Le Conseil constitutionnel s’est prononcé, dans une décision n° 2022-1000 QPC du 17 juin 2022 sur la constitutionnalité des dispositions des articles 99-3 et 99-4 du code de procédure pénale.

Ces dispositions permettent au juge d’instruction ou à un officier de police judiciaire commis par lui, dans le cadre d’une information judiciaire, de requérir par tout moyen des documents intéressant l’instruction détenus par toute personne publique ou privée, y compris ceux issus d’un système informatique ou d’un traitement de données nominatives, sans que puisse lui être opposée, sans motif légitime, l’obligation au secret professionnel.

Les critiques formulées contre ces dispositions portaient sur le fait que ces réquisitions pouvaient intervenir dans le cadre d’une instruction, laquelle peut porter sur tout type d’infraction et qu’elles ne sont pas justifiées par l’urgence ni limitées dans le temps.

Les auteurs de la saisine critiquaient donc la méconnaissance de ces dispositions au droit au respect de la vie privée.

Le Conseil constitutionnel commence par considérer qu’« en permettant de requérir des informations issues d’un système informatique ou d’un traitement de données nominatives, les
dispositions contestées de ces articles autorisent le juge d’instruction ainsi que l’officier de police judiciaire à se faire communiquer des données de connexion ou à y avoir accès ».

Il ajoute ensuite que :

« Les données de connexion comportent notamment les données relatives à l’identification des personnes, à leur localisation et à leurs contacts téléphoniques et numériques ainsi qu’aux services de communication au public en ligne qu’elles consultent.

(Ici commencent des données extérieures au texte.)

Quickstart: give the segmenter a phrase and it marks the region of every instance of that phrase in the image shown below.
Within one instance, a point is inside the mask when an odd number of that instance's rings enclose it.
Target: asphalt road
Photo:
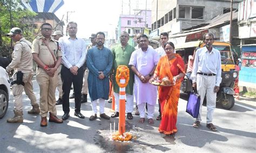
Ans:
[[[33,81],[34,92],[39,100],[39,88]],[[56,98],[57,94],[56,94]],[[179,101],[177,127],[174,135],[159,134],[159,121],[149,125],[147,120],[139,123],[139,116],[126,120],[126,131],[135,137],[130,142],[110,141],[110,123],[118,119],[105,120],[97,118],[89,121],[91,103],[82,105],[81,112],[85,116],[80,119],[73,115],[74,100],[70,100],[70,117],[63,124],[48,122],[40,127],[39,115],[28,114],[31,109],[29,99],[24,93],[24,122],[8,123],[13,116],[13,97],[11,95],[8,112],[0,120],[0,152],[255,152],[256,102],[241,99],[231,110],[217,105],[213,123],[218,131],[210,131],[206,127],[206,108],[204,106],[201,126],[196,129],[191,124],[194,119],[185,112],[187,96],[181,94]],[[111,103],[106,101],[105,113],[110,115]],[[63,114],[62,106],[57,106],[57,116]],[[155,117],[158,115],[156,107]],[[98,115],[99,115],[98,114]],[[90,152],[89,152],[90,151]]]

Compte tenu de leur nature, de leur diversité et des traitements dont elles peuvent faire l’objet, les données de connexion fournissent sur les personnes en cause ainsi que, le cas échéant, sur des tiers, des informations nombreuses et précises, particulièrement attentatoires à leur vie privée »

Cependant, ces dispositions sont déclarées conformes à la constitution.

En effet, selon le Conseil constitutionnel, ces dispositions :

-poursuivent l’objectif de valeur constitutionnelle de recherche des auteurs d’infractions ;

-prévoient que la réquisition est ordonnée par le juge d’instruction, magistrat du siège indépendant.

Or, « d’une part, ces dispositions ne permettent la réquisition de données de connexion que dans le cadre d’une information judiciaire, dont l’ouverture n’est obligatoire qu’en matière criminelle et pour certains délits. Si une information peut également être ouverte pour les autres infractions, le juge d’instruction ne peut informer, en tout état de cause, qu’en vertu d’un réquisitoire du procureur de la République ou, en matière délictuelle et dans les conditions prévues aux articles 85 et suivants du code de procédure pénale, à la suite d’une plainte avec constitution de partie civile ».

« D’autre part, dans le cas où la réquisition de données de connexion est mise en œuvre par un officier de police judiciaire en exécution d’une commission rogatoire, cette commission rogatoire, datée et signée par le magistrat, précise la nature de l’infraction, objet des poursuites, et fixe le délai dans lequel elle doit être retournée avec les procès-verbaux dressés pour son exécution par l’officier de police judiciaire. Ces réquisitions doivent se rattacher directement à la répression de cette infraction et sont, conformément à l’article 152 du code de procédure pénale, mises en œuvre sous la direction et le contrôle du juge d’instruction ».

Enfin, selon le Conseil, la durée de l’information ne doit pas, sous le contrôle de la chambre de l’instruction, excéder un délai raisonnable.